La force de l’argent

Si la Chine se développe sur ce secteur à la vitesse grand V, c’est parce que l’état injecte massivement de l’argent dans la machine. Pour les accompagner cette marche forcée, Xi Jinping injecte 1,3 milliard d'euros chaque année dans la filière automobile depuis 2013. De quoi financer la recherche et l’approvisionnement, mais aussi le réseaux. « La Chine veut passer de 200.000 bornes de recharge à 5 millions en 2025 » explique ainsi Marc Mechaï de chez Accenture. Et le dirigeant chinois a également instauré une prime à l'achat allant jusqu’à 8500 euros, mais à condition que les batteries du véhicule proviennent de fournisseurs chinois... Résultat : 90 % des véhicules électriques du marché sont effectivement chinois.

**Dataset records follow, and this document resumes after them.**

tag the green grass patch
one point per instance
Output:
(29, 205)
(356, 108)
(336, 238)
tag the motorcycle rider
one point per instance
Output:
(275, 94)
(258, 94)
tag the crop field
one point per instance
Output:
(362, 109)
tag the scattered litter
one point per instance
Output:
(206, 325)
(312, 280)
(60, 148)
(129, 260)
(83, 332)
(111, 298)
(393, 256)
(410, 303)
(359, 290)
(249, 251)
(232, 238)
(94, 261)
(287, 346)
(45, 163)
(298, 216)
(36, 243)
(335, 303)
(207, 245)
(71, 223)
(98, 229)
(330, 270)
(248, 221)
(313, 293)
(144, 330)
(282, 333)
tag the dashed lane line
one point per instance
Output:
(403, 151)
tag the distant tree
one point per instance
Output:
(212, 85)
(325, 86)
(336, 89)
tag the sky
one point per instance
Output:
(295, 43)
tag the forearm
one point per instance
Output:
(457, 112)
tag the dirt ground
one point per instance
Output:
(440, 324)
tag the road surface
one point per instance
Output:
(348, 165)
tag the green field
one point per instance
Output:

Remontada encore possible ?

Dans ce contexte, on pourrait imaginer aisément que nous roulerons tous électrique et chinois d’ici 15 ans. Ce qui n’est en fait pas une évidence. Car ce serait faire fi de la puissance du marketing et de la méfiance persistante chez nous au sujet des produits chinois, mais à condition que ceux-ci ne rachètent pas de marque européenne. Ce qui est en fait probable comme le craint aussi Carlos Tavares. Début avril, l’homme fort de PSA indiquait en effet que « il y aura un acteur asiatique qui prendra le contrôle d'un fabricant européen et qui deviendra un cheval de Troie en Europe » ajoutant aussi que la mainmise chinoise sur les minerais et leur coût de main d’œuvre imbattable leur permettront d’afficher des tarifs imbattables. Ce qui est déjà le cas en efait avec Volvo et Geely. Certes, la machine chinoise est en marche, mais il n’est peut-être pas trop tard si toutefois les constructeurs européens misent eux aussi sur l’électrique, s’organisent pour avoir accès à ce qui est nécessaire et investissent massivement dans la recherche et le développement pour gagner la course, notamment celle liée à la batterie qui promet encore de nombreuses avancées d’ici 10 ans – batteries solides notamment.